Registros da história e uso de arquivos

No ambiente online, a Mostra Contemporânea apresenta duas sessões conceituais com curtas-metragens que dialogam frontalmente com as principais características da Mostra de Cinema de Ouro Preto. A sessão “Preservar a História e seus Registros” é composta por cinco curtas em que a recuperação de registros conduz a outras leituras da nossa história. A sessão “Usar e Remontar Arquivos” engloba quatro curtas que, por meio do manejo criativo de acervos, criam diferentes formas de pensar e fazer cinema.

Na primeira sessão, Quem de direito, de Ana Galizia, foi realizado em parceria com o Movimento dos Atingidos por Barragens, a partir de mapas, fotografias e áudios de moradores envolvidos nas mobilizações populares de acesso à terra no vale do Guapiaçu, no Rio de Janeiro. Ressaca, de Andrea França, é um ensaio sobre o Passeio Público, dos anos 1920, no espaço urbano carioca, montado com imagens de Alberto Botelho e Silvino Santos, além de fotografias de Marc Ferrez e Augusto Malta.

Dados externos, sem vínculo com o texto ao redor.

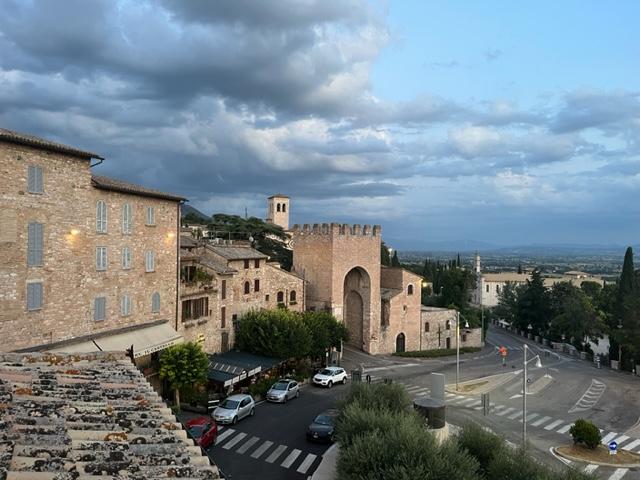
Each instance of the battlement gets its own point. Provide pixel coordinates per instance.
(337, 229)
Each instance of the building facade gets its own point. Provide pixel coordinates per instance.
(81, 256)
(222, 281)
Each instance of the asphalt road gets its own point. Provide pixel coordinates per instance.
(272, 444)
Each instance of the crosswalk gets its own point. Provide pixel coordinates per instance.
(548, 423)
(282, 455)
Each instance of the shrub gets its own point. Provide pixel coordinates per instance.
(583, 431)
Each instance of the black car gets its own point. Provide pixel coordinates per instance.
(322, 429)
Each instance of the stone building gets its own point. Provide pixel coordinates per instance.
(222, 281)
(438, 330)
(84, 258)
(343, 274)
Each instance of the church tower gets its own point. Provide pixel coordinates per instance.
(278, 210)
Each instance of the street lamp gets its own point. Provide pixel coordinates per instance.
(466, 325)
(524, 391)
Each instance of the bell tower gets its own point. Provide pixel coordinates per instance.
(278, 210)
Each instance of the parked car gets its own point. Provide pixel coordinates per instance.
(203, 430)
(234, 408)
(327, 377)
(322, 429)
(283, 390)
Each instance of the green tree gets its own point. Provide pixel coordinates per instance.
(184, 365)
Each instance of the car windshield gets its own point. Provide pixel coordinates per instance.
(324, 419)
(230, 404)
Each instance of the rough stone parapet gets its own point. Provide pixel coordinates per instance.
(334, 229)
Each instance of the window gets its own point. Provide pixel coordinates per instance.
(126, 258)
(34, 296)
(151, 216)
(149, 261)
(34, 179)
(101, 217)
(126, 218)
(34, 244)
(125, 305)
(155, 303)
(100, 308)
(101, 258)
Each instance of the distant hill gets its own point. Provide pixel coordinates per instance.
(188, 209)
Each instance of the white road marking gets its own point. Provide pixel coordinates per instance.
(247, 445)
(225, 434)
(234, 441)
(287, 462)
(306, 463)
(276, 453)
(553, 425)
(618, 474)
(539, 422)
(565, 429)
(261, 449)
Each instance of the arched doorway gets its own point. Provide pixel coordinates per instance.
(357, 295)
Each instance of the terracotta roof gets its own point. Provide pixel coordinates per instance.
(115, 185)
(89, 416)
(41, 143)
(236, 252)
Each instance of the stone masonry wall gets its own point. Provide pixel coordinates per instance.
(67, 208)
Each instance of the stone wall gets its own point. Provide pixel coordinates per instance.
(67, 209)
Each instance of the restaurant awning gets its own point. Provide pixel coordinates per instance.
(146, 339)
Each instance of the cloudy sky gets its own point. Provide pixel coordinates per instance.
(492, 121)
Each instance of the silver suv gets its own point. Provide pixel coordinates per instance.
(283, 390)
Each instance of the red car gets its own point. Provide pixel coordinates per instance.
(203, 430)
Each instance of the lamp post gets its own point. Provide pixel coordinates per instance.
(466, 325)
(524, 391)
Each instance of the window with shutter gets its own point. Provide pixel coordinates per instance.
(126, 219)
(149, 261)
(34, 179)
(155, 303)
(35, 240)
(101, 217)
(34, 296)
(100, 308)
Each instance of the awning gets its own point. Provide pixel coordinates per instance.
(145, 339)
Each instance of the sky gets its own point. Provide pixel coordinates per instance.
(507, 123)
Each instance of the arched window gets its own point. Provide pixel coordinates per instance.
(155, 303)
(101, 217)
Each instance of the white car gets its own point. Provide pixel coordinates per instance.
(327, 377)
(234, 408)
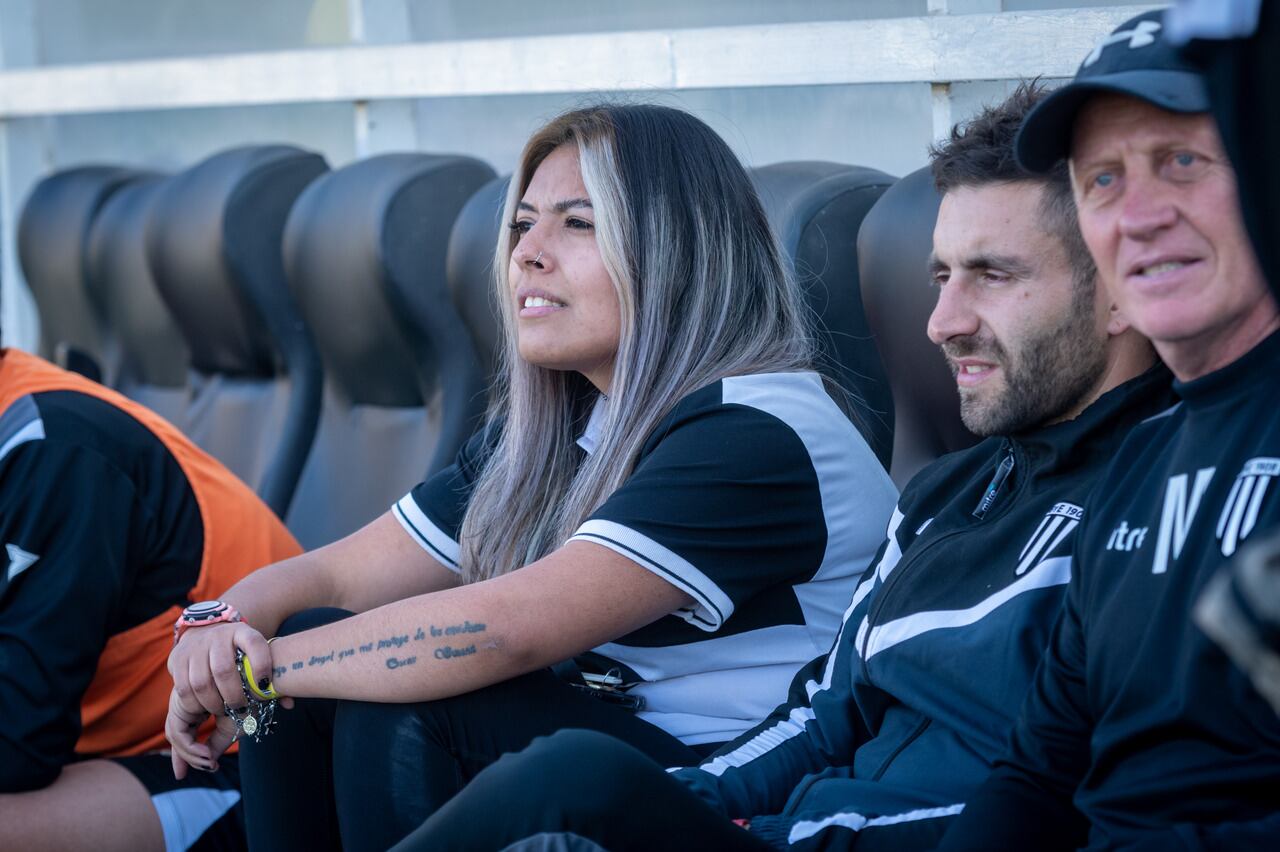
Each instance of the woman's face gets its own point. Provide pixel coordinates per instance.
(567, 314)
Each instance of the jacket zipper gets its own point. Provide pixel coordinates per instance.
(997, 481)
(906, 741)
(990, 495)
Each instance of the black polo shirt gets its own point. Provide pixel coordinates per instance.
(758, 498)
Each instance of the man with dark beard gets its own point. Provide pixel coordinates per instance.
(883, 738)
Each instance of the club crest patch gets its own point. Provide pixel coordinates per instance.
(1054, 528)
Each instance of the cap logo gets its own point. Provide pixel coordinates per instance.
(1142, 35)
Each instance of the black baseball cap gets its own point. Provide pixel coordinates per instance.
(1137, 60)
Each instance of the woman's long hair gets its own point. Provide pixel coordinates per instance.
(703, 292)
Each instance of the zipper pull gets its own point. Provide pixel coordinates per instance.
(997, 481)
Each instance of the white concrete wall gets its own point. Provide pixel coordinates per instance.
(778, 90)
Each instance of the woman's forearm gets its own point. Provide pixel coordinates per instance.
(373, 566)
(417, 649)
(457, 640)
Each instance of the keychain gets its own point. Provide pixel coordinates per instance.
(256, 717)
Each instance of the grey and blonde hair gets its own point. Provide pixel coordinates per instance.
(704, 294)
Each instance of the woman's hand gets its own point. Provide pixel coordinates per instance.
(204, 670)
(181, 728)
(206, 682)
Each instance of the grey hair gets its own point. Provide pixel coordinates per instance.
(703, 293)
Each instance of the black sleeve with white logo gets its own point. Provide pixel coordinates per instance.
(99, 532)
(723, 504)
(67, 578)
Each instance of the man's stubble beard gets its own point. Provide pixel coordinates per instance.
(1054, 370)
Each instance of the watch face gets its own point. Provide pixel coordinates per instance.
(205, 610)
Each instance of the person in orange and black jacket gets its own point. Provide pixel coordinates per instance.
(110, 523)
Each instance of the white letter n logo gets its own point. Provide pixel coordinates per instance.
(1175, 521)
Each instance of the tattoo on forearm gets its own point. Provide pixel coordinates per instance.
(393, 644)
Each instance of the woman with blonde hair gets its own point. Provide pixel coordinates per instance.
(663, 493)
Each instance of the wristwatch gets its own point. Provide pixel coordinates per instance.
(202, 614)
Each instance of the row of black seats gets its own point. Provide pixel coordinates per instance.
(329, 334)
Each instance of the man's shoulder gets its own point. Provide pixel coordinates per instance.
(940, 480)
(69, 418)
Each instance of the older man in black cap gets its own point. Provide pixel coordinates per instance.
(1139, 733)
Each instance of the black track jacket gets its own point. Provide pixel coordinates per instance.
(1137, 715)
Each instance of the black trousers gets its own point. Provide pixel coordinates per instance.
(580, 791)
(371, 773)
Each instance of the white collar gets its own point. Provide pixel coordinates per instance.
(590, 436)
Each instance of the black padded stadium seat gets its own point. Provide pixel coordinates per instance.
(470, 268)
(817, 209)
(365, 253)
(53, 236)
(214, 248)
(894, 252)
(152, 355)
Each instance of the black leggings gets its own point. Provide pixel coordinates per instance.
(580, 791)
(371, 773)
(577, 789)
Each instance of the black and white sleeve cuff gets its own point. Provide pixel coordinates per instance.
(712, 605)
(429, 536)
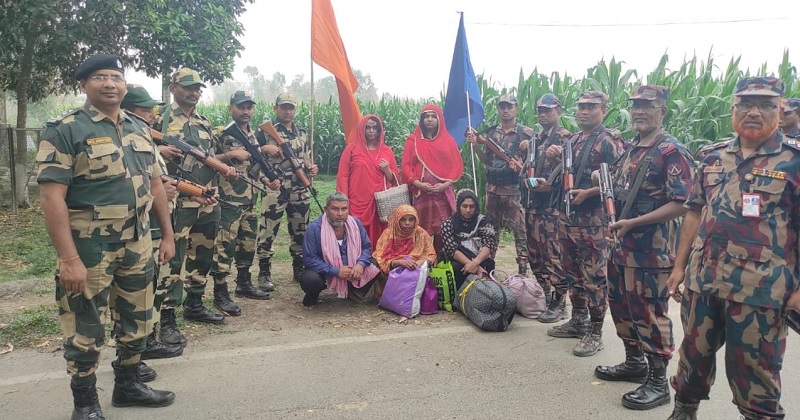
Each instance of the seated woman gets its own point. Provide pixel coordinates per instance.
(469, 239)
(403, 244)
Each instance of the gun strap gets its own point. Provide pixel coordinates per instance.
(640, 173)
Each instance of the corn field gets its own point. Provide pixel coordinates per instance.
(699, 105)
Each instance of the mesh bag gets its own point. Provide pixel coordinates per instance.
(489, 305)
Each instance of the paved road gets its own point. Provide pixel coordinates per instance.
(445, 371)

Com direção e roteiro de Rafael Luan, Ensaio sobre abismos ou as imagens que resgatei de algum lugar da minha mente reflete sobre o modo como a mídia cria imagens e expõe a violência contra a população negra no Brasil. Carta para Glauber, de Gregory Baltz, intercala imagens de Barravento, Deus e o Diabo na Terra do Sol e Terra em Transe com a leitura de uma carta de Gustavo Dahl para o cineasta Glauber Rocha. A sessão encerra com Cinzas digitais, de Bruno Christofoletti Barrenha, um ensaio agonístico em torno de uma história que se repete com os diversos incêndios na Cinemateca Brasileira e a consequente perda da memória do nosso cinema.

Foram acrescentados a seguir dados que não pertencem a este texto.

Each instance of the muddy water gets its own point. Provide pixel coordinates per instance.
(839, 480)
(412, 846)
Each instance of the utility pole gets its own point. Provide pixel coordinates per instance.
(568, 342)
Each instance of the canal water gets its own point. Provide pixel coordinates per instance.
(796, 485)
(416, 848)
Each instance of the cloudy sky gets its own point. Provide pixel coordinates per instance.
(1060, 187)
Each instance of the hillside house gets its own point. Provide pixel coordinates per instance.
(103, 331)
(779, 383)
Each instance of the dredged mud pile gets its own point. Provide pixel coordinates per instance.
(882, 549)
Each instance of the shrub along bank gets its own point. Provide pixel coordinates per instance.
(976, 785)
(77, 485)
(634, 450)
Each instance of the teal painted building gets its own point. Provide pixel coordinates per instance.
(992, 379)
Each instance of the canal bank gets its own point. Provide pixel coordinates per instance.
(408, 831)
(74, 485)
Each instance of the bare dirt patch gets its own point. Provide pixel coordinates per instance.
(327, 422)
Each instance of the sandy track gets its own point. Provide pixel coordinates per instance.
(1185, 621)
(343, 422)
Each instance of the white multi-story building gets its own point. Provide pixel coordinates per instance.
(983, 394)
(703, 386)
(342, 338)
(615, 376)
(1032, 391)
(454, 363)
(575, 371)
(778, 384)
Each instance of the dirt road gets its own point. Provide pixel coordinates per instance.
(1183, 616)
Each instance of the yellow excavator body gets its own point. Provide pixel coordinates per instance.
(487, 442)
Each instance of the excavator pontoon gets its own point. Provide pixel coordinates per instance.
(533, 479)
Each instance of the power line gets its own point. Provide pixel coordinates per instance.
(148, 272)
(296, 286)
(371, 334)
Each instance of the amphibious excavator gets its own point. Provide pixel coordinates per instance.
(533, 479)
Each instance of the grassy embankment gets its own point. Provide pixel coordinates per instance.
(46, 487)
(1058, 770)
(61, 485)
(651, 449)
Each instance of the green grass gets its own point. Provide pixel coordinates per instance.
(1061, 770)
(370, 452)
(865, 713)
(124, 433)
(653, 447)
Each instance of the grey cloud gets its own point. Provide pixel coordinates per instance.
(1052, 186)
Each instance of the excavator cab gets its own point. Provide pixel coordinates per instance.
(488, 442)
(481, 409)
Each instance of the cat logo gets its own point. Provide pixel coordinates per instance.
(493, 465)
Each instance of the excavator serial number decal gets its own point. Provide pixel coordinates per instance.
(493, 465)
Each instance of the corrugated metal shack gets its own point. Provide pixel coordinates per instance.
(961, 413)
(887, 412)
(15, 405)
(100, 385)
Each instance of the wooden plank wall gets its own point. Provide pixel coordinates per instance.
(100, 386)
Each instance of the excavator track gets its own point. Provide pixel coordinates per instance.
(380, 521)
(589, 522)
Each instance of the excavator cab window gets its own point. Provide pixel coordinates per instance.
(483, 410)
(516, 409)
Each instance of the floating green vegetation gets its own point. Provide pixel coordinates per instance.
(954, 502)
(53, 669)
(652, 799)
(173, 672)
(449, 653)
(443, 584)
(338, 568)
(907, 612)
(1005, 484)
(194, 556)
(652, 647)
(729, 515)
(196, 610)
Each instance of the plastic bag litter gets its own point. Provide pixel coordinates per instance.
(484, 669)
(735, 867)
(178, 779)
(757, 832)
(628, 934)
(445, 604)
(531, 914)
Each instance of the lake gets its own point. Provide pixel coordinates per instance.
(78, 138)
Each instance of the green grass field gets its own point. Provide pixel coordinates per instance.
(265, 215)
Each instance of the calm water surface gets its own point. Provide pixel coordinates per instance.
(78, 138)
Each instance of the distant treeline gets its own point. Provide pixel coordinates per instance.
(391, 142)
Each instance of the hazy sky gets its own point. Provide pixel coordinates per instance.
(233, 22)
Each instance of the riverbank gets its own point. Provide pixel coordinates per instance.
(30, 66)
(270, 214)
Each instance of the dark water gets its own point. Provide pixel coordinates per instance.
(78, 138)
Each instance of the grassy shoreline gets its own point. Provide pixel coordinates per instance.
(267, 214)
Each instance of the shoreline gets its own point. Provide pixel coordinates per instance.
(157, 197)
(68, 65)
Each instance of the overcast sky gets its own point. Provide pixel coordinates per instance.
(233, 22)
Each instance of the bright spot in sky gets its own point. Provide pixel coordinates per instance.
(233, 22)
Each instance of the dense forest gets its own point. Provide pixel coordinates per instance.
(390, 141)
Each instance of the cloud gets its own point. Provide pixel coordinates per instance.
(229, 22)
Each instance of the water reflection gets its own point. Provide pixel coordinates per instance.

A segunda sessão começa com A viagem sem fim, co-direção de Priscyla Bettim e Renato Coelho, que são tomados pelo gesto de remontar O Descobrimento do Brasil (1937), de Humberto Mauro. A realizadora e pesquisadora Andrea França inspira-se nos diferentes filmes de sinfonias urbanas filmados no início do século 20 para montar Vermelho Guanabara com duas telas simultâneas.

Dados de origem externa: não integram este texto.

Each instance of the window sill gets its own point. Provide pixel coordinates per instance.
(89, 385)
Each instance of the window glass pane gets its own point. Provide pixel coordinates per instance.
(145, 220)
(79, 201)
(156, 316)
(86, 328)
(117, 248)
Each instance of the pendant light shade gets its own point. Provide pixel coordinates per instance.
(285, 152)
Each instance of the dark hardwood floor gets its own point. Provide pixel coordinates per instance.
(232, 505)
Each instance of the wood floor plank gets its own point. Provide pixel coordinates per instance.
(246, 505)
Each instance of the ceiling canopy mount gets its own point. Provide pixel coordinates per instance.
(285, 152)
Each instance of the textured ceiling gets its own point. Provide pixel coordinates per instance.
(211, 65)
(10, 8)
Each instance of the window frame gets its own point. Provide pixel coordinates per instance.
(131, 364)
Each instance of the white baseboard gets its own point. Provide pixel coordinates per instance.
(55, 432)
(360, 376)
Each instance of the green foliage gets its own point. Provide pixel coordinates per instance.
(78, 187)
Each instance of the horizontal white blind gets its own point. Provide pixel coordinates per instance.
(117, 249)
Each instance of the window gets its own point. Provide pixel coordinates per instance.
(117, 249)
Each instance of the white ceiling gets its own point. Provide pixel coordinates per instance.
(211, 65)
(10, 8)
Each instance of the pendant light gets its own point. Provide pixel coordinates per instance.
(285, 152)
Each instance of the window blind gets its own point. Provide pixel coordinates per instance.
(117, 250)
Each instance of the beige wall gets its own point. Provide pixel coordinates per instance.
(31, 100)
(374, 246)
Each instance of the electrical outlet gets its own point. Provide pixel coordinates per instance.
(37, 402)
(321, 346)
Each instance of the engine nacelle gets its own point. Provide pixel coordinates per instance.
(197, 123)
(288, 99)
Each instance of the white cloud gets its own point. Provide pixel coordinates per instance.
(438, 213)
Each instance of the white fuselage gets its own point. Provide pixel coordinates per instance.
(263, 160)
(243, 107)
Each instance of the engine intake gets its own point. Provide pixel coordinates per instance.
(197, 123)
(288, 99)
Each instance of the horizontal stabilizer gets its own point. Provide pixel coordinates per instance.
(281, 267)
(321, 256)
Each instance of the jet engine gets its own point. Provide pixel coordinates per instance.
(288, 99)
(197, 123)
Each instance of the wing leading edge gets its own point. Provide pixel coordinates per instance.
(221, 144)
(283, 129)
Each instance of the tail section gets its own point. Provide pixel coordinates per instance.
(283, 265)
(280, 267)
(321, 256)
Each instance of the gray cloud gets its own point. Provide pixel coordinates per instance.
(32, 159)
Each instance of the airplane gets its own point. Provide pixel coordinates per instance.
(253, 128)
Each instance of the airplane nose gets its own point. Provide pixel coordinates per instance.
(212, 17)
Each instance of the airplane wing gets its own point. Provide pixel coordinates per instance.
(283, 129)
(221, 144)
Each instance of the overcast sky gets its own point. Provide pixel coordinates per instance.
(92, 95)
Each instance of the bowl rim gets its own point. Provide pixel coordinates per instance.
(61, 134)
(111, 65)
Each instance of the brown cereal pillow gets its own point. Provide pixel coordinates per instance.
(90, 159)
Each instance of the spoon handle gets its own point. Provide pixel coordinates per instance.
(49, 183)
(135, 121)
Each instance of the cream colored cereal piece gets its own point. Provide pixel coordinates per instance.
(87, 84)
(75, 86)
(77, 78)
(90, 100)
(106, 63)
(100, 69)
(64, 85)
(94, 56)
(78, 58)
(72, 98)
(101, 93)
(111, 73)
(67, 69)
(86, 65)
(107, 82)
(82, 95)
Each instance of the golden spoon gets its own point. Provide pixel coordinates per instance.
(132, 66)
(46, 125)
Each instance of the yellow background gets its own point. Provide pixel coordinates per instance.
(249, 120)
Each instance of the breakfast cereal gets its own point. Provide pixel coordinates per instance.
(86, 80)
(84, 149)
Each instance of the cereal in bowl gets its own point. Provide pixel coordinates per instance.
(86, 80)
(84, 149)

Juliana Fausto escreveu A cosmopolítica dos animais que inspirou seu curta homônimo co-dirigido com Luisa Marques. Com imagens de animais de diferentes espécies, a montagem experimenta lugares possíveis para a construção de uma política animal. Em A ordem reina, Fernanda Pessoa é instigada pelo texto de Rosa Luxemburgo a revisitar sete países que tiveram experiências históricas revolucionárias: Burkina Faso, China, Cuba, Guiné-Bissau, Rússia, Sérvia e Vietnã.